The original data on the Druid line needs to be loaded at startup to provide query services. Through the transformation, we realized the LRU strategy, only need to load the metadata information and a small amount of segment information. On the one hand, improve the start time of the service, on the other hand, because the index file is basically read mmap, when there are a large number of data segments need to load, in the case of low memory, will be directly using disk Swap cache to change pages, seriously affect query performance. Data dynamic loading is good to avoid the use of disk swap cache page, the query as far as possible to use memory, can be configured to maximize the hardware environment to provide the best query environment.

HDFS, big Data development for so many years, HDFs has become a petabyte, ZB or even more data distributed storage standard, very mature, so the number of fruit also choose HDFs, do not have to re-build the wheel. The Tindex and HDFs can be perfectly combined as a highly compressed, self-indexed file format that is compatible with all hive,spark operations.

Kafka/metaq, Message Queuing, currently tindex support Kafka, Metaq and other Message Queuing, because the Tindex external expansion interface is based on the SPI mechanism implementation, so if necessary, can also be extended to support more Message Queuing.

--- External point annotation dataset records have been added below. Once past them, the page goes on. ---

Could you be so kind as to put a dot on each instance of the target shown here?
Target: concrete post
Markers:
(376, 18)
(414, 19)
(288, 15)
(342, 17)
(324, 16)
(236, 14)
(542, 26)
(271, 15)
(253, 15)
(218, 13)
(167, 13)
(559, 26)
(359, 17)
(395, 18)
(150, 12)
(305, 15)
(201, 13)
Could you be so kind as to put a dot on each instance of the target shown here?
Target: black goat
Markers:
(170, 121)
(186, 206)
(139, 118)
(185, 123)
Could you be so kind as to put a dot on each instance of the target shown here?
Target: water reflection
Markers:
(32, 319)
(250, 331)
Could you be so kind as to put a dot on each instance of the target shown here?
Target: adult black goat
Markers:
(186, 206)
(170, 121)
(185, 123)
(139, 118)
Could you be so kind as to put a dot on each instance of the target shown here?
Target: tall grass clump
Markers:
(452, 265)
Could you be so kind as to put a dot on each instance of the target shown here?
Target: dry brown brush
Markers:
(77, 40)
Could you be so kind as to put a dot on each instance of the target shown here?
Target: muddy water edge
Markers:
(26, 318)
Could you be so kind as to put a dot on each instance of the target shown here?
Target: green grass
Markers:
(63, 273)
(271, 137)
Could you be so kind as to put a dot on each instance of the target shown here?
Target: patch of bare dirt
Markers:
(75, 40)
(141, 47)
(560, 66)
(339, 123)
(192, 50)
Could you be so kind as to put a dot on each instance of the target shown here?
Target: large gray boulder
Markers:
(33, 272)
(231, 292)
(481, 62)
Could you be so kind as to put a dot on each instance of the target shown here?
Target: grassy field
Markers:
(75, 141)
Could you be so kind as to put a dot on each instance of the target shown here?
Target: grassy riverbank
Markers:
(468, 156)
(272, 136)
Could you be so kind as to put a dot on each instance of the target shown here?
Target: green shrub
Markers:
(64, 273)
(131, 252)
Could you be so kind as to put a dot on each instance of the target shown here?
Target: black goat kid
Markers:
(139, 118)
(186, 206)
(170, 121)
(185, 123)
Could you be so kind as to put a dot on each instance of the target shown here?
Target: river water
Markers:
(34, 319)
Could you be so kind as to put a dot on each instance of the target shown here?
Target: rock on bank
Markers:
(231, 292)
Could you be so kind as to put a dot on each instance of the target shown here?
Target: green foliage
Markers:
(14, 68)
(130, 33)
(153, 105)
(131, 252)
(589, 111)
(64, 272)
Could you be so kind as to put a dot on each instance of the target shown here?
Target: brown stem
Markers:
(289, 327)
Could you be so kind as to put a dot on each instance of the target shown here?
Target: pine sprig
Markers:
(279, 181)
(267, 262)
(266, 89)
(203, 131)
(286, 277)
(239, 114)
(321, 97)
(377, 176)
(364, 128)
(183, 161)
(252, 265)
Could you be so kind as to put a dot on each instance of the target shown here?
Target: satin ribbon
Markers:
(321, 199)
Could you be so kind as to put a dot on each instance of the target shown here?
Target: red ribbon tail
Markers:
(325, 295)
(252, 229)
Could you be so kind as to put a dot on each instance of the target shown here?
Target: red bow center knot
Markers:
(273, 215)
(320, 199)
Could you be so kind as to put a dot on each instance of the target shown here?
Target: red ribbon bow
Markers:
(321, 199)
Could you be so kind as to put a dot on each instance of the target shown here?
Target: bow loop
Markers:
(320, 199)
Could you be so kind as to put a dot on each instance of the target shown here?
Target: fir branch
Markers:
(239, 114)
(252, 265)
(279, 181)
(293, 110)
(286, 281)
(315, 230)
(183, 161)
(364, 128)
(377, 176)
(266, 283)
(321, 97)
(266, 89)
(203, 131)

Ecosystem tools, responsible for Tindex's eco-tool support, currently supports Spark, Hive, and plans to expand support for big data query engines such as Impala and drill.

Support cold data off-line, through the offline (spark/hive) query, a common problem for time-series database is that for time-sensitive data, we often do not want them to continue to occupy valuable query resources. Then we often need to query them at some point. For Tindex, you can define data that is more than a certain amount of time as cold data, so that the corresponding index data is offline from the query node. When we need to query again, we just need to call the corresponding offline interface to query.

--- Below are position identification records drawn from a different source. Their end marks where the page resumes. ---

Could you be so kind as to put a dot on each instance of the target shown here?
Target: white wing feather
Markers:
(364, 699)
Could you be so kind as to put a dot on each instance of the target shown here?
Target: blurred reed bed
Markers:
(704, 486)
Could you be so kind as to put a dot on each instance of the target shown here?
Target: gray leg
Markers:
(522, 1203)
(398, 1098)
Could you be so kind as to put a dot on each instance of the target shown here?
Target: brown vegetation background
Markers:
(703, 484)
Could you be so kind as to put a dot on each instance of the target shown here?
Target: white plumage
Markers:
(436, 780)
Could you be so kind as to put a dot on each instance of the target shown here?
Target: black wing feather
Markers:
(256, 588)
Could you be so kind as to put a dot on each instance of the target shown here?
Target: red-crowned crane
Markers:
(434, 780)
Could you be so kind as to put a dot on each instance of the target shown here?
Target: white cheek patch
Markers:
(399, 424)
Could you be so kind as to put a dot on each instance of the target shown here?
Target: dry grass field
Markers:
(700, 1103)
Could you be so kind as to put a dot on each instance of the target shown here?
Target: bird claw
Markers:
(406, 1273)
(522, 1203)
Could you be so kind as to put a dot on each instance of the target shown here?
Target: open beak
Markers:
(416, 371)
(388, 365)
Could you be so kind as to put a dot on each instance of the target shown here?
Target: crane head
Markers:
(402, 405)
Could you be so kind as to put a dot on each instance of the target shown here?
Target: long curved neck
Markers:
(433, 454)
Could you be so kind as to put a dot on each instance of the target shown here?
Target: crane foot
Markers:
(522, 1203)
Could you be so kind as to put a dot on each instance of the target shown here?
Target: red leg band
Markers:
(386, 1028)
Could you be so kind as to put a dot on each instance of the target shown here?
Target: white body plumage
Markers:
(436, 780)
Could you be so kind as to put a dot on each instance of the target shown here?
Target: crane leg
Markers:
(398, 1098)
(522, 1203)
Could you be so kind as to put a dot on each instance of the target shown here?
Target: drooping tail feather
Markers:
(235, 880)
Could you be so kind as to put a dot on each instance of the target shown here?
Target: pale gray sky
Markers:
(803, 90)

SQL Engine, which is responsible for SQL semantic transformation and expression definition.

Zookeeper, responsible for cluster state management.

In the future, the modified Lucene indexes will be continuously optimized to achieve higher query performance. Optimization of the aggregation of indicators, including: small batches of processing data, the full use of CPU to quantify the ability of parallel computing; Using code compile to avoid frequent calls to aggregate virtual functions, and the continuous improvement of the ecological docking of big data, and so on.

Follow-up I will also explain in depth each part of the detailed implementation principles and practical experience, please pay attention! If have to ask, can add the author happyjim2010, communicate together!

About the author

James Wang, a number of fruit intelligence, founder &ceo.
Former Cool dog Music Big Data technology leader, Big Data architect, responsible for cool dog big Data technology planning, construction, application.

Analysis of a trillion-level log and behavioral data storage query Technology (continued)--tindex is a reformed Lucene and Druid

Contact Us

The content source of this page is from Internet, which doesn't represent Alibaba Cloud's opinion; products and services mentioned on that page don't have any relationship with Alibaba Cloud. If the content of the page makes you feel confusing, please write us an email, we will handle the problem within 5 days after receiving your email.

If you find any instances of plagiarism from the community, please send an email to: info-contact@alibabacloud.com and provide relevant evidence. A staff member will contact you within 5 working days.

A Free Trial That Lets You Build Big!

Start building with 50+ products and up to 12 months usage for Elastic Compute Service

  • Sales Support

    1 on 1 presale consultation

  • After-Sales Support

    24/7 Technical Support 6 Free Tickets per Quarter Faster Response

  • Alibaba Cloud offers highly flexible support services tailored to meet your exact needs.